|MARINERS (43-55)||Δ Ms||RED SOX (59-37)||EDGE|
|HITTING (wOBA)||-117.2 (30th)||3.3||103.4 (1st)||Boston|
|FIELDING||26.8 (4th)||-0.1||55.5 (1st)||Boston|
|ROTATION (tRA)||32.6 (5th)||-2.4||-4.9 (17th)||Seattle|
|BULLPEN (tRA)||-3.8 (19th)||-2.2||28.7 (1st)||Boston|
|OVERALL(RAA)||-61.6 (25th)||-1.5||182.6 (1st)||BOSTON|
I have a memory of a time, I think I was about eight, when I was at the Little League year that transitioned from coach pitch to kid pitch for the first time. Mostly, I enjoyed that because I liked pitching and because I remember feeling that this was more like baseball. Coach pitch was kind of silly. However there was a downside to the change. In coach pitch, the league used these sort of composite baseballs. The balls were more rubber-based and the seams were prefabricated, not sewn into a leather hide. I think those were more durable and since the balls were used at the lower levels, who cares?
Those balls also happened to be a bit softer. They have more give to them and though that meant it was more difficult to hit them for a lot of power (because they yielded to compression more easily), it also meant they hurt less when you mishit them. That part I liked because I was never a strong hitter. I was young for the league and was a scrawny kid. I learned quickly to be the Willie Bloomquist of Little League. I hustled, I was versatile on defense and I would crowd the plate. Since this was the first year that kids pitched to other kids, they were wild and I made a non-existent living by drawing walks or getting plunked.

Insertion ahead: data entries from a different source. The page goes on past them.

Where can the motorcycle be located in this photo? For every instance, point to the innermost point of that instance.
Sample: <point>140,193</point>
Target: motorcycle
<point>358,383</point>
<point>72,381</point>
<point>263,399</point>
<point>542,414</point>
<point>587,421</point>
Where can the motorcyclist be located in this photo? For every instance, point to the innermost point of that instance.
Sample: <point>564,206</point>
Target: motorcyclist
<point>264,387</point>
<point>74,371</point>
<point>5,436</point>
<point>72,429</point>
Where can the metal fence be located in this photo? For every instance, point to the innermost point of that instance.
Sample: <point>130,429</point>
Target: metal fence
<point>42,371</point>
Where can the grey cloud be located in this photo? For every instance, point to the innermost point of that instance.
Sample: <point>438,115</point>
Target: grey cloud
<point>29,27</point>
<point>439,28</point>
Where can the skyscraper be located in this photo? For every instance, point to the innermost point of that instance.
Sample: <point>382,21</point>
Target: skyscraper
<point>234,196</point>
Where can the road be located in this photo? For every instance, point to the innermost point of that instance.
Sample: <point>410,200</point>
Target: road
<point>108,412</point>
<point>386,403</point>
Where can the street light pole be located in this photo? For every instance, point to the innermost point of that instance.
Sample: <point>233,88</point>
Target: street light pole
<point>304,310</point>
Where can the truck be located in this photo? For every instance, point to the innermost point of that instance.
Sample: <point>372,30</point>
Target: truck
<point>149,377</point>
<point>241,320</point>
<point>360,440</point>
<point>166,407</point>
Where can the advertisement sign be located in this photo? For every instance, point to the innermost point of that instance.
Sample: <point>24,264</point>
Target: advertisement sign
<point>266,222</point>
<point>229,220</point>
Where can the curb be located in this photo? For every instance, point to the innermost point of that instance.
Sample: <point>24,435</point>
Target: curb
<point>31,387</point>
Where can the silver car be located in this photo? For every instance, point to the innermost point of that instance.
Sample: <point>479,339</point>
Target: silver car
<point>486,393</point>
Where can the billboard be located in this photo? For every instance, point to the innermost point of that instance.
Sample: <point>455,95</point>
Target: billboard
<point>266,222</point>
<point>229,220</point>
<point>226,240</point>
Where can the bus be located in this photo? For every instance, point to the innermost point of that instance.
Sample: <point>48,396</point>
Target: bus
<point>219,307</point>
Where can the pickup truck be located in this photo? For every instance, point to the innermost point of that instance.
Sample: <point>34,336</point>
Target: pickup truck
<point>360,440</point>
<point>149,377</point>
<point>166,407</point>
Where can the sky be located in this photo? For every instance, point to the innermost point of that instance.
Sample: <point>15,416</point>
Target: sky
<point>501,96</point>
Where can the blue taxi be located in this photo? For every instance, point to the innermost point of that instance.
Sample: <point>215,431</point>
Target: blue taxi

So I liked those rubber balls because when they hit me, which seemed to happen about once a game, they would hurt less. Also, when forced to make a usually futile swing -- it didn't help that unbeknownst to me at the time, my natural vision was starting to go. Baseball's are hard to hit when they're blurry! -- the contact would ring back on my hands less harshly. It made me more confident at the plate.
Now, some of those balls were still floating around in kid pitch. I don't remember whose responsibility bringing the balls were, but there was always a couple coach-pitch ones mixed in with the regular hard balls and they'd end up laying near the dugout in that haphazard pool of balls used by the fielders to warm up during the half-inning switches. I made it a habit then, when my team was transitioning to batting, to try my best to glove the ball on the mound as I came off the field if it was a hardball and then slyly attempt to toss a coach-pitch ball out there without anyone noticing.
That is the Mariners. A group of scrawny kids over matched at the plate and desperately hoping nobody notices that they're trying to pull off a switch to an easier ball to hit. I can't blame them. After all, nobody in my Little League ever walked on three pitches.
Fri 22 Jul 16:10
|FELIX HERNANDEZ||JOHN LACKEY|
The Red Sox are a juggernaut of a team, but they have some weaknesses. So far, John Lackey has been their biggest in a mix of flukey categories and real warning categories. He wasn't exceptional for Boston last year either. The Red Sox have two absolute dragging contracts in their starting rotation alone and whatever. Of course they get Josh Reddick to come up and wOBA a million. Of course they do.
Sat 23 Jul 16:10
|BLAKE BEAVAN||JOSH BECKETT|
Hey, you're not Erik Bedard! You're still Blake Beavan! With a limitation coming soon on Michael Pineda's innings -- supposedly -- I suppose Beavan might stick around or perhaps come back in September when the rosters expand. That's something I guess, since the most likely scenario is that the Mariners will need a starter to replace Erik Bedard in 2012. If Beavan can use the time now to show that he's a serviceable option for the back of the 2012 rotation, then huzzah!
Also, with Josh Lueke's new promotion, I can finally write this. Last year Seattle traded Cliff Lee to the Rangers for Justin Smoak, Blake Beavan, Josh Lueke and Matt Lawson. Zduriencik later traded Lawson for Aaron Laffey straight up so in effect the Mariners gained Smoak, Beavan, Laffey and Lueke. All four of them are now on the Mariners' active roster.
Sun 24 Jul 10:35
|MICHAEL PINEDA||TIM WAKEFIELD|
Taking the two starting pitchers, and their respective most used pitch, has there ever been a bigger mismatch in speed than this one? It's almost 30 miles per hour! I will amuse myself with that for an inning or two before the frustration of the Mariners not hitting a knuckleball overwhelms me. Of all the pitches out there, I feel watching a team hack away at a knuckleball is the most irritating. Congratulations, Mariners, you're going to get bested by air currents.